BER braucht frisches Geld

Finanzsenator Matthias Kollatz hat in einer internen Koalitionsrunde mit der BER-Insolvenz zum 1.1.19 gedroht – er dringt auf einen Nachtraghaushalt, innerhalb von vier Wochen soll eine Entscheidung her, der Flughafen braucht frisches Geld. Bemühungen um Bankkredite verliefen wenig erfolgreich, FBB-CFO Heike Fölster fordert deshalb eine Staatsfinanzierung: „Das ist der einfachste Weg, an Geld zu kommen“, teilte sie der Koalition mit. Dort: Große Empörung.

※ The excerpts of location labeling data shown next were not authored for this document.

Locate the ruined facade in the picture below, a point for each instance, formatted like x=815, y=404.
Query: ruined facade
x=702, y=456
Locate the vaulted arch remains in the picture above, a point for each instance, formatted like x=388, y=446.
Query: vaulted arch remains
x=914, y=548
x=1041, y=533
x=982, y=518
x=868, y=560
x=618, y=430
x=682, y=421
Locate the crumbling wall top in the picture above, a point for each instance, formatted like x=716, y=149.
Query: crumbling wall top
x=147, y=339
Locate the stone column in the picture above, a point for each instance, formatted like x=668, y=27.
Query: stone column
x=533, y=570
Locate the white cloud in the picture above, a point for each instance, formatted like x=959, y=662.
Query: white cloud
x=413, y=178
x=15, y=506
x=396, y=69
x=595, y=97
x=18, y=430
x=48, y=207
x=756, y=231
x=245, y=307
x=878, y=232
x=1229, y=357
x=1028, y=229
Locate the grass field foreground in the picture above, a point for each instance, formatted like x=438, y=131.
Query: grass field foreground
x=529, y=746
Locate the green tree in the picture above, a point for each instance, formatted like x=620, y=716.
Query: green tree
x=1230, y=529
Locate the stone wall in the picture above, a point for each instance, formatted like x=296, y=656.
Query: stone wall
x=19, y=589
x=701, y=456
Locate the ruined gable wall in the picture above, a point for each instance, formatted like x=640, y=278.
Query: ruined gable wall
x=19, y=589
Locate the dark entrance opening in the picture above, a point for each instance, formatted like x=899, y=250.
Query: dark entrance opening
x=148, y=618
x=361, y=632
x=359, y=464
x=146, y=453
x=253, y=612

Es wird befürchten, dass neue, nicht kommunizierte Risiken aufgetaucht sind - am Freitag berät der Aufsichtsrat über die Finanzierung. Sicher bleibt am BER nur eines: Vertrauen ist hier keine Währung.

Weitere Nachrichten vom BER: 1) Die Sprinkleranlage wird nicht im angekündigten Zeitplan fertig. 2) Die Kabeltrassen werden nicht im angekündigten Zeitplan fertig. Begründung: Es gibt „zusätzliche Mängel“, „kleinteilige Arbeiten“ und „weitere Arbeiten“, weil sich „das Pensum mit der Zeit erhöht“ hat und „Prüfprozesse“ das „ergeben haben“. Hinweis: Weder die Nachrichten, noch die Begründungen stammen aus dem Archiv (obwohl sie gleichlautend aus den vergangenen Jahren dort in vielfacher Ausfertigung vorhanden sind), sondern von Peter Neumann aus der heutigen „Berliner Zeitung“.